What can I do on Memory optimize ??

Posted by

tbtbtb 14 Sep 2004 21:02

It needs two arrays of 1000000 longint at least...

Can be less??

Try another way. I used RB-Trees to solve this problem.

Re: Try another way. I used RB-Trees to solve this problem.

I uses index tree - one array[1..1000000]of longint;

:)

Re: Try another way. I used RB-Trees to solve this problem.

Posted by

tbtbtb 15 Sep 2004 19:53

How to only use one array??

Re: Try another way. I used RB-Trees to solve this problem.

Posted by

Macarie 15 Sep 2004 20:09

try to study AVL or Red-Black Trees or Binary Indexed(?) Trees

to find out how...

Re: Try another way. I used RB-Trees to solve this problem.

Posted by

tbtbtb 15 Sep 2004 20:36

I used Binary Index Tree, but it needs two arrays of 1000000 longint....

one records the value of the node

the other records the amout of the nodes and its children...

Re: Try another way.
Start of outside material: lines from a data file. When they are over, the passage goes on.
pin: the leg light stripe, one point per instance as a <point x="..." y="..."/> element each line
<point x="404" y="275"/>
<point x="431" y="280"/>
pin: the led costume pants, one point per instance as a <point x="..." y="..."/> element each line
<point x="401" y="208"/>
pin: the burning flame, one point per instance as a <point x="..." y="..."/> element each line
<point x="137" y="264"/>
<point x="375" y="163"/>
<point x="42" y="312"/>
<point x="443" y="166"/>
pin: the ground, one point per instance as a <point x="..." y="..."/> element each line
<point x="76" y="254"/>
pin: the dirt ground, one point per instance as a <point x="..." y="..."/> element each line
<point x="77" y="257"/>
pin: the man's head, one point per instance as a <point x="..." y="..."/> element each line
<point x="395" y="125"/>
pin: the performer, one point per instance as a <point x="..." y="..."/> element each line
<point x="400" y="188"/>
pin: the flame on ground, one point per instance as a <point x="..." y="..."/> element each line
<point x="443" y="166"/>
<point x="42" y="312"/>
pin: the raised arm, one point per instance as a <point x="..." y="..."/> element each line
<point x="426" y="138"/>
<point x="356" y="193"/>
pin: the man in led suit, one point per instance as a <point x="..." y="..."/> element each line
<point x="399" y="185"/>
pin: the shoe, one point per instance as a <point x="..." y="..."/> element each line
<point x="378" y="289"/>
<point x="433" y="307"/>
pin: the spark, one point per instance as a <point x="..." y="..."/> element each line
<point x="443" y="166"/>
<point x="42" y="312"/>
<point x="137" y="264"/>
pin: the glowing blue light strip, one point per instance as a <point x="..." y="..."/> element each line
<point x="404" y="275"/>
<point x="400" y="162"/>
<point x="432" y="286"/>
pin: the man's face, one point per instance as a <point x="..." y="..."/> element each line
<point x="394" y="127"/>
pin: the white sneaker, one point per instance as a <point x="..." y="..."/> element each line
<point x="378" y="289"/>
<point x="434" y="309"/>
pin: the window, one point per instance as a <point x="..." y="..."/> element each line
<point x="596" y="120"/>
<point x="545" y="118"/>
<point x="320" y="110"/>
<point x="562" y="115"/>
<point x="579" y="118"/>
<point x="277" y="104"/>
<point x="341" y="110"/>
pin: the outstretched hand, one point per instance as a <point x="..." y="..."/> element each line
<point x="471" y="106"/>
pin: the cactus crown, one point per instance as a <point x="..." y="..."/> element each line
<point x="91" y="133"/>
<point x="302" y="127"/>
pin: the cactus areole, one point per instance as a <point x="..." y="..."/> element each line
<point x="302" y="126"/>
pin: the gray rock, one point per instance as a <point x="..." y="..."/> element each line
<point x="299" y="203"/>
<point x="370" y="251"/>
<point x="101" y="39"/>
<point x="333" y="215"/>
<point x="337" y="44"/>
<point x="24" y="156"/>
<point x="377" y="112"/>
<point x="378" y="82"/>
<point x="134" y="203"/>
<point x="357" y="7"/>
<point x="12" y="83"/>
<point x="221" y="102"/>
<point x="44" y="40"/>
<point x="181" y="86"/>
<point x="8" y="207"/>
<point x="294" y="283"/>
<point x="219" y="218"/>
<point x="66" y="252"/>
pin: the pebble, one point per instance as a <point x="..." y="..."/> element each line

I used RB-Trees to solve this problem.

Only one array :

A[i]:amount of "BID" with price bigger than i

*Edited by author 16.09.2004 11:17*

Re: Try another way. I used RB-Trees to solve this problem.

Posted by

tbtbtb 16 Sep 2004 21:55

It is right? :

One array: A[i]: amout of "BID" with the price I

the sum of A[1]+A[2]....+A[k-1] is the amout of pigs whose prices are smaller than K

*Edited by author 16.09.2004 21:56*

Re: Try another way. I used RB-Trees to solve this problem.

Sorry, it's my mistake:)

A[i]:amount of "BID" with price lower or equal to i

Re: Try another way. I used RB-Trees to solve this problem.

Posted by

tbtbtb 17 Sep 2004 18:13

My solution: (N log N)

A[i]: the amout of price I

SALE x k : Sum(Ax+Ax+1+Ax+2...AN) or K

But WrongAnswer On test#5..... Any BUG??

const

maxn=1000000;

var

money,amout,price,bids,y:longint;

x:real;

ch,ch0:char;

c:array[0..maxn] of longint;

function Lowbitd(x: longint): longint;

begin

Lowbitd:=x and (x xor (x - 1));

end;

function Sum(x: longint): longint;

var

res:longint;

begin

res:= 0;

while x > 0 do

begin

res:= res + C[x];

x:= x - Lowbitd(x);

end;

Sum:= res;

end;

procedure Modifyd(p, deltas: longint);

begin

while p <= maxn do

begin

C[p]:= C[p] + deltas;

p:= p + Lowbitd(p);

end;

end;

begin

fillchar(c,sizeof(c),0);

bids:=0; money:=0;

while not eof do

begin

read(ch0);

if ch0='Q' then break; ch:=ch0;

while ch<>' ' do read(ch);

if ch0='S' then

begin

read(x,amout); readln;

price:=trunc(x*100);

y:=Sum(price-1);

y:=bids-y;

if y<amout then money:=money+y

else money:=money+amout;

end

else begin

read(x); readln;

price:=trunc(x*100);

if ch0='B' then

begin

inc(bids);

Modifyd(price,1);

end

else if ch0='D' then

begin

dec(bids);

Modifyd(price,-1);

end;

end;

end;

x:=money*0.01;

writeln(x:0:2);

end.

*Edited by author 17.09.2004 18:14*